We plodded our way on up for about half an hour and then curved around the top of this natural snow bowl. We haven't been out for all that long but snow shoeing really uses different muscles than one might expect. For us, we are feeling tired in the big muscles on the sides of out thighs. Well, you have to work up to these things. We take some more pictures and start our way down the bowl.

Going down is always faster than going up and we are soon back at the car and on our way up to Timberline Lodge. We like to visit the lodge a couple of times a year. This year it is for my birthday. We are going to have a nice dinner in the Cascade Dining Room in the lodge and just enjoy the art and architecture and general solidness of the place.

View from our Bed Room

The Shining

I don't know of any other building that is remotely to the scale of Timberline Lodge. It is built with HUGE native tree and stone and everything in it (the chairs, the tables, the desks, the frigging Door Hinges) were handmade with specific art themes. I swear you could wander around the place for a couple of days just finding the hidden little treasures of handcrafted wonder. Check out some of the things I found in a 10 minute look see.

Hand Carved Rams Head Table

Something interesting way up on the central chimney

Lots of Wrought Iron Work. With Mountain Motif. 

Wrought Iron and Cow Hide
Fake old fashion Radio, playing music

Down in the basement common area. She is sitting in front of a fire and changing her boots.

Wrought Iron Heat Radiators.

Some things to do if you go to Timberline Lodge.
Do get a room.
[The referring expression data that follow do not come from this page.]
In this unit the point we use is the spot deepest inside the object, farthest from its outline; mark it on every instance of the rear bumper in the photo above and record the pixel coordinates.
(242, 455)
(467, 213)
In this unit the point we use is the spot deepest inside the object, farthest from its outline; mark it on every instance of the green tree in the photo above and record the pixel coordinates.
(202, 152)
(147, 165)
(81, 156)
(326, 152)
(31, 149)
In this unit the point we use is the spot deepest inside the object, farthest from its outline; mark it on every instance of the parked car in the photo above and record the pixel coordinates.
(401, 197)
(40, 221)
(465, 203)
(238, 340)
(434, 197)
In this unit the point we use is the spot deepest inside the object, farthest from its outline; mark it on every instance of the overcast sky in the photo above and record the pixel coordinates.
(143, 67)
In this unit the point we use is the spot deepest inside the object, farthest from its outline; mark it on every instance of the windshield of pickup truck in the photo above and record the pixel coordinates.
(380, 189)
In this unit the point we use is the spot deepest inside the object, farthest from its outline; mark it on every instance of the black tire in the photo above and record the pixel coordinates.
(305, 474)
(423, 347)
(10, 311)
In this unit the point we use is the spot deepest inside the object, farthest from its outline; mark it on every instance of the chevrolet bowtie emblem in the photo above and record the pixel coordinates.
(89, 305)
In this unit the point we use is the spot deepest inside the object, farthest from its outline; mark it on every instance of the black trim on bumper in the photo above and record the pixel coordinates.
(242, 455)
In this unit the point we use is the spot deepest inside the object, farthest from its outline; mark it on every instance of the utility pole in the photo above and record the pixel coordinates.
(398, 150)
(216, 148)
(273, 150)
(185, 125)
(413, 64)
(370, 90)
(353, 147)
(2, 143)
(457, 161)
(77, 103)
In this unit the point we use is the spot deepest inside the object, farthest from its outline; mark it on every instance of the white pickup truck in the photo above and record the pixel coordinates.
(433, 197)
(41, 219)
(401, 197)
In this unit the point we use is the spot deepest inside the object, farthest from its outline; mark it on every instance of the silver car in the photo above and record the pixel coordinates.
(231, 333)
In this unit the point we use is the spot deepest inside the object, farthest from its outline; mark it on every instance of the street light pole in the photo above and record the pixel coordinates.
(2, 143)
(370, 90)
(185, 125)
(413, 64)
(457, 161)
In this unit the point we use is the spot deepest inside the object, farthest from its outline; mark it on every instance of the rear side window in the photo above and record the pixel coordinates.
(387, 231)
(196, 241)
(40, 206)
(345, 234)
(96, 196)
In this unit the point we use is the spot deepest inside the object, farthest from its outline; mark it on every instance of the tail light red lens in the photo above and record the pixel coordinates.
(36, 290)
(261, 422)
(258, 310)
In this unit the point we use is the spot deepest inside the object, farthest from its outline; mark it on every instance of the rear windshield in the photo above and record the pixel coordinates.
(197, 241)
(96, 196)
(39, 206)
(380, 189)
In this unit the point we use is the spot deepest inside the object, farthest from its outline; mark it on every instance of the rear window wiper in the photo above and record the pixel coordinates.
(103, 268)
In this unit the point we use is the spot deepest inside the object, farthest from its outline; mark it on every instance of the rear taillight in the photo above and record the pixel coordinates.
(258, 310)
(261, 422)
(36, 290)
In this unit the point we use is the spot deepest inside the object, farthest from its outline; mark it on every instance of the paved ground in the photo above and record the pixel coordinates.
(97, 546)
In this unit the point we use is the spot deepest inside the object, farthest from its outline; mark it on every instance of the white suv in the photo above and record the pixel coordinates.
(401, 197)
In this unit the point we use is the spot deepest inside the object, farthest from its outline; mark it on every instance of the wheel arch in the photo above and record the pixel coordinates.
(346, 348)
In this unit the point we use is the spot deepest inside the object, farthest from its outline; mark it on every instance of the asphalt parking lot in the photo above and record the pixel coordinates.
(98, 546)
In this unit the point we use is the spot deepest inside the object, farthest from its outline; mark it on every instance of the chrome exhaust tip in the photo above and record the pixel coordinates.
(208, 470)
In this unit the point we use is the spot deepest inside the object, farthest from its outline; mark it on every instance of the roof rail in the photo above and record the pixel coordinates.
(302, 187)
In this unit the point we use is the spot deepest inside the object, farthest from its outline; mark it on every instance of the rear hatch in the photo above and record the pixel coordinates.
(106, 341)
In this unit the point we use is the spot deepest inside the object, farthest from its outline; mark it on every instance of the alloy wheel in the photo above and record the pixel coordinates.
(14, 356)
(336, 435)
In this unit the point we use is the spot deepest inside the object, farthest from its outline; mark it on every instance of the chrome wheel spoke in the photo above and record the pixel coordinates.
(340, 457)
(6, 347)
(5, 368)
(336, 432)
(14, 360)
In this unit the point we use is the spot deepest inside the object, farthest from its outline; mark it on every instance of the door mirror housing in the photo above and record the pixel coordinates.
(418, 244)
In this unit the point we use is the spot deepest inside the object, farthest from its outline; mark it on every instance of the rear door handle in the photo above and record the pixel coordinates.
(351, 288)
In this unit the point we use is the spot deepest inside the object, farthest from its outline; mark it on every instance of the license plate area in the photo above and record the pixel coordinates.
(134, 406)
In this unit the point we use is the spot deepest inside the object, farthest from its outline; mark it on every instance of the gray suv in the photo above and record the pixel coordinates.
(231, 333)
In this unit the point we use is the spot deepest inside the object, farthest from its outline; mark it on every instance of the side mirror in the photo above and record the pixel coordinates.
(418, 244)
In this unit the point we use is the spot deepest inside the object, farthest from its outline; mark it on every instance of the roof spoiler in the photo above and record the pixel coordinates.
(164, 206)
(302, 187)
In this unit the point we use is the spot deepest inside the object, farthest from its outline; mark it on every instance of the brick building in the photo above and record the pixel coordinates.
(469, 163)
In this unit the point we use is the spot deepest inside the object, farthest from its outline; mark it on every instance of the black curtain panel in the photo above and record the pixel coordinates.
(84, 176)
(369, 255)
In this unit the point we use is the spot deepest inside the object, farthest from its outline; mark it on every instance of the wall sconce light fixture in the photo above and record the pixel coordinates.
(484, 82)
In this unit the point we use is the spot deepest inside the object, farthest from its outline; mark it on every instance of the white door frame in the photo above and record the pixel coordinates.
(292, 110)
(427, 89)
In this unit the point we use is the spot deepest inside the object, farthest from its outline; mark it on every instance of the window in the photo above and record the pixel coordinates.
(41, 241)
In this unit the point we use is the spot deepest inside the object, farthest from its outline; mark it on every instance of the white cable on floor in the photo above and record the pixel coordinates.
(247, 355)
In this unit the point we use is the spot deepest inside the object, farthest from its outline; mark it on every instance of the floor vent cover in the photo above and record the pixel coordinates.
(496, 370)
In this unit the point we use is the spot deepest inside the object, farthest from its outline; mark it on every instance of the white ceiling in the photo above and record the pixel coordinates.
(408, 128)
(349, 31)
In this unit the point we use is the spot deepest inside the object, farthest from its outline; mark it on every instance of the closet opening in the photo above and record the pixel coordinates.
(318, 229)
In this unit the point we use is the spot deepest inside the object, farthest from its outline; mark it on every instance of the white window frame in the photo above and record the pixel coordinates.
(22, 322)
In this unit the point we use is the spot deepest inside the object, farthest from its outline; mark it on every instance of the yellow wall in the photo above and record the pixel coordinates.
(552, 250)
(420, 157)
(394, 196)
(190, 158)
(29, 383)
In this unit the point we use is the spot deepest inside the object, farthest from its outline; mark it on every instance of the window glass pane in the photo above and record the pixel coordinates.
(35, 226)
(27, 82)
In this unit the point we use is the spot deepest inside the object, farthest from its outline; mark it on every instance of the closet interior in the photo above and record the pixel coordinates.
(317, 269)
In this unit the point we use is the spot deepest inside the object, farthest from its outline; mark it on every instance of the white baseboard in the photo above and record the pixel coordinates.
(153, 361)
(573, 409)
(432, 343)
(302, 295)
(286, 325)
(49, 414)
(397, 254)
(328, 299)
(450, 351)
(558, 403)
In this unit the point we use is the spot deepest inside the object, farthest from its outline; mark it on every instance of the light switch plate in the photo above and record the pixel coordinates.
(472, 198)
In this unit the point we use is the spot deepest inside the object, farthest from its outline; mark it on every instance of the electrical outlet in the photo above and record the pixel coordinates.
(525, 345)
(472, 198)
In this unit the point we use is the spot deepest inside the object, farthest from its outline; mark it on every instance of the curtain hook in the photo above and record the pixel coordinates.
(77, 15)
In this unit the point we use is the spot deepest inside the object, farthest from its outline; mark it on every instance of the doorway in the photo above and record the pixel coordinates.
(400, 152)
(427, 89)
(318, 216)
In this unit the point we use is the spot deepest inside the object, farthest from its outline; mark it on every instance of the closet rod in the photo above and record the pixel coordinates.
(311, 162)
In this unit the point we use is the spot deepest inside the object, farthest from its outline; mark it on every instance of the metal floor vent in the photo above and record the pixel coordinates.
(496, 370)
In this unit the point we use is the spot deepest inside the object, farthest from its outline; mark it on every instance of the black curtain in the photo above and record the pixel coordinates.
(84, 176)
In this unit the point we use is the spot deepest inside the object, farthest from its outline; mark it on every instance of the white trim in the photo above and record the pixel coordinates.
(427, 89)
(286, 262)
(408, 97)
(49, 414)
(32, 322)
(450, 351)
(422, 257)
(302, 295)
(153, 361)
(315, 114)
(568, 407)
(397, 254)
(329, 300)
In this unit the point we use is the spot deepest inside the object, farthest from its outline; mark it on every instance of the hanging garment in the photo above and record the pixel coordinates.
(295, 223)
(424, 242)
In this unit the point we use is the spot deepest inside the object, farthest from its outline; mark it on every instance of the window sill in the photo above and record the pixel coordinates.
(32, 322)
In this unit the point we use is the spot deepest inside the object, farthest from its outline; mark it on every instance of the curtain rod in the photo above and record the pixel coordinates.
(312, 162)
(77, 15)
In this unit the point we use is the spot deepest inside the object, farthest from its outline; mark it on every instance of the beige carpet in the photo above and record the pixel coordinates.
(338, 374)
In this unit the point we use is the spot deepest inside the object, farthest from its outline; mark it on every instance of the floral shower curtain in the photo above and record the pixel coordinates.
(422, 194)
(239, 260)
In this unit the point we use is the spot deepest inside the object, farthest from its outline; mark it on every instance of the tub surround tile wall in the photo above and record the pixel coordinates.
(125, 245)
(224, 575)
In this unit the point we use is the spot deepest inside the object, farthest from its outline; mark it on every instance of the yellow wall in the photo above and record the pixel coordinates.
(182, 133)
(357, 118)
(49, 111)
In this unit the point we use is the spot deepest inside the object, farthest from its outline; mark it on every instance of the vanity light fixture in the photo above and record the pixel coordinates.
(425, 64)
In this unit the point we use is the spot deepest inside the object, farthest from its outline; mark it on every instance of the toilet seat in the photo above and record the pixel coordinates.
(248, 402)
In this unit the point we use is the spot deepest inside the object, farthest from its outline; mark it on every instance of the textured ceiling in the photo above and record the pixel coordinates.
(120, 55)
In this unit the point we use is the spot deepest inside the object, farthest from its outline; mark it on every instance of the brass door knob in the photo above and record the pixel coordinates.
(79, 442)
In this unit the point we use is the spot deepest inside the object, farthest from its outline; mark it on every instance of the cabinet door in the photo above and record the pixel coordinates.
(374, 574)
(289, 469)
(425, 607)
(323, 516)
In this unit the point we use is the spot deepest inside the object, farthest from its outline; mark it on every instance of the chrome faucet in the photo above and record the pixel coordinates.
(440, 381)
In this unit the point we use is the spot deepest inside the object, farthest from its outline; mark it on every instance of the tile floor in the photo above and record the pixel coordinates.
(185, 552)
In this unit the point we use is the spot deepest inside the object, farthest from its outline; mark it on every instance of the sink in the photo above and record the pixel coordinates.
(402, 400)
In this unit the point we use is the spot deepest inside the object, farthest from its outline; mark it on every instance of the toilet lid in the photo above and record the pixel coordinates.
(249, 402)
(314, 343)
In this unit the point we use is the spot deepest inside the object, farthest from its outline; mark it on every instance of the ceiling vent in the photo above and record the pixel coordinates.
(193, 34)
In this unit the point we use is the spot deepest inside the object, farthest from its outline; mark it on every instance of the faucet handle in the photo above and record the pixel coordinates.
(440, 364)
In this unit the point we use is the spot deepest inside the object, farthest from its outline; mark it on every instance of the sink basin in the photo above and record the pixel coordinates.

They are small, quaint, unique and fun. You may want to take advantage of the ear plugs provided.
Do take a hot tub. In the snow. Try the pool too.
Do hang out in the main lounge. Try to get a couch by the huge fire. Perhaps grab a beer from the Ram's Head Bar just upstairs. The view is better from the Ram's Head, but the couches and fire are better in the lower lounge. You can carry your beer downstairs.
Do have dinner at the Cascade Dining Room. They have great food! I had the duck. My partner had the fish. Both were fabulous. Not cheap, but not incredibly expensive either.
Do get up before 8 and head back out the lounge for free coffee and more relaxing. Bring a book. Write in your Journal. Perhaps chat up some other visitors. At this point I am always tempted to make up a persona for myself. Visiting Journalist. Inventor of the Internet. The third Storm Trooper from the left in "Revenge of the Sith". It would be a great place to sit and play your guitar. But only if no one else did that. So.... unless you are James Taylor, perhaps not.

Do, if the weather is nice, find directions to the Snowshoe Trail and go walk it. You don't really need snow shoes for this. Hell, today all you needed was a pair of sneakers and a bathing suit. Boy was it Sunny and Warm and Gorgeous! We slugged our way to the top in our snow shoe gear only to see a couple wearing Hawaiian shirts walking up the hill in walking shoes. We also saw a one guy carrying a jug of water and his snow board up the track. He was telling us that he was headed up to the top of the ridge up there (perhaps a mile or so) where he was going to ride back down. Not sure if this was to avoid buying a lift ticket or to get someplace that was more unique to ride. He also told us that it was so hot that he was going to take off his pants, but then he saw us up ahead of him and he didn't want to "get in trouble again". So.

No Idea where this group is going
What I believe is a glacier Moraine to the East 

Short Sleeve Weather

Check out time is 11:00, but you can leave your car in the parking lot until 4:00pm (the Guaranteed Check in Time. Ask me about that sometime). This means you can hang out, walk the snow shoe trail, lounge some more in the lodge. Have a snow ball fight. Make some extra money cleaning rooms. Lots of things to do. We went home.